Tuesday, September 23, 2003

Despite its denials, Jordan continues to host U.S. military forces in the Hashemite kingdom.

U.S. government sources said the United States has used Jordan as a listening post for monitoring cellular and other communications by Al Qaida suspects as well as loyalists of deposed President Saddam Hussein. The U.S. effort has led to the arrest and exposure of at least one Al Qaida cell, they said.

The sources said more than 100 U.S. military personnel remain in Jordan from military exercises conducted in 2002. They said the U.S. forces are located in several Jordanian military bases in both the northeastern and southern parts of the kingdom.

[On Tuesday, the Jordanian Arab Al Yom daily reported that the United States has been negotiating for the surrender of the No. 2 member of the Iraqi regime, Izzet Ibrahim Douri, Middle East Newsline reported. The newspaper said Douri has lost contact with Saddam and has been wandering in northwest Iraq with his sons and bodyguards.]

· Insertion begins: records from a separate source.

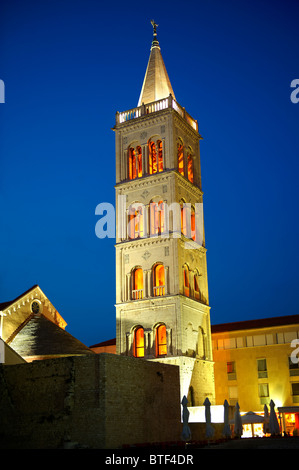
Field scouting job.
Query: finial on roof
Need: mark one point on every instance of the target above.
(155, 40)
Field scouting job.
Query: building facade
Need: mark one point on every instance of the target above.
(256, 361)
(162, 302)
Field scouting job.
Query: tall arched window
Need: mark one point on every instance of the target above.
(181, 158)
(157, 217)
(135, 225)
(137, 284)
(196, 286)
(152, 158)
(160, 155)
(186, 281)
(161, 340)
(138, 343)
(139, 161)
(159, 280)
(155, 157)
(190, 168)
(183, 218)
(132, 163)
(193, 224)
(135, 162)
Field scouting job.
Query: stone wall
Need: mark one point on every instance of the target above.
(101, 401)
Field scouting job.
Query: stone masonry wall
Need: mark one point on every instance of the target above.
(101, 401)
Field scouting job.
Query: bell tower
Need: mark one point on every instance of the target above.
(162, 302)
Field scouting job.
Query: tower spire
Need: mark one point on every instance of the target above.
(156, 83)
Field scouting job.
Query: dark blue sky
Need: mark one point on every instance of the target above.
(68, 66)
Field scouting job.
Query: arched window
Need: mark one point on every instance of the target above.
(186, 281)
(159, 280)
(183, 218)
(137, 284)
(135, 162)
(138, 343)
(139, 161)
(181, 158)
(161, 340)
(196, 286)
(135, 225)
(155, 157)
(132, 163)
(157, 217)
(190, 168)
(193, 225)
(160, 155)
(152, 158)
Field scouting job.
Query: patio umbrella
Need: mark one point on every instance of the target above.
(266, 427)
(186, 433)
(273, 421)
(226, 429)
(209, 429)
(252, 418)
(238, 428)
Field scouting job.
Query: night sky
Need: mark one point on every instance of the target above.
(68, 66)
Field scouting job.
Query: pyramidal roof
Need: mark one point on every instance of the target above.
(156, 83)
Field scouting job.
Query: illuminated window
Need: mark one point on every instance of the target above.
(135, 162)
(135, 226)
(159, 280)
(262, 368)
(157, 217)
(186, 281)
(193, 227)
(160, 156)
(181, 159)
(231, 370)
(190, 168)
(263, 393)
(137, 284)
(161, 340)
(138, 344)
(293, 367)
(183, 219)
(155, 157)
(152, 160)
(132, 164)
(196, 286)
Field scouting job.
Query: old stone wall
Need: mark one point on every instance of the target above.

"The U.S. presence is much smaller than it was during the war," a government source said. "But there are still military personnel and they are doing a valuable job in the war against terrorism."

Neither Jordan nor the United States has formally discussed the American military presence in the Hashemite kingdom. Amman has several times denied that it has hosted U.S. troops.

The Bush administration has approved tens of millions of dollars to maintain Jordanian military camps that contain American soldiers. They said the Defense Department has awarded a $39.3 million contract for the maintenance and improvement of facilities at a Jordanian base camp.

The award went to Kellogg Brown and Root, which services the U.S. military presence throughout the Middle East. The Jordanian camp was not identified.

Jordan has also been included in an administration request for a supplemental $87 billion for the war in Iraq. The request seeks to reward Jordan, termed a "key cooperation nation," for what the bill termed logistical and military support such as transportation, supplies and communications.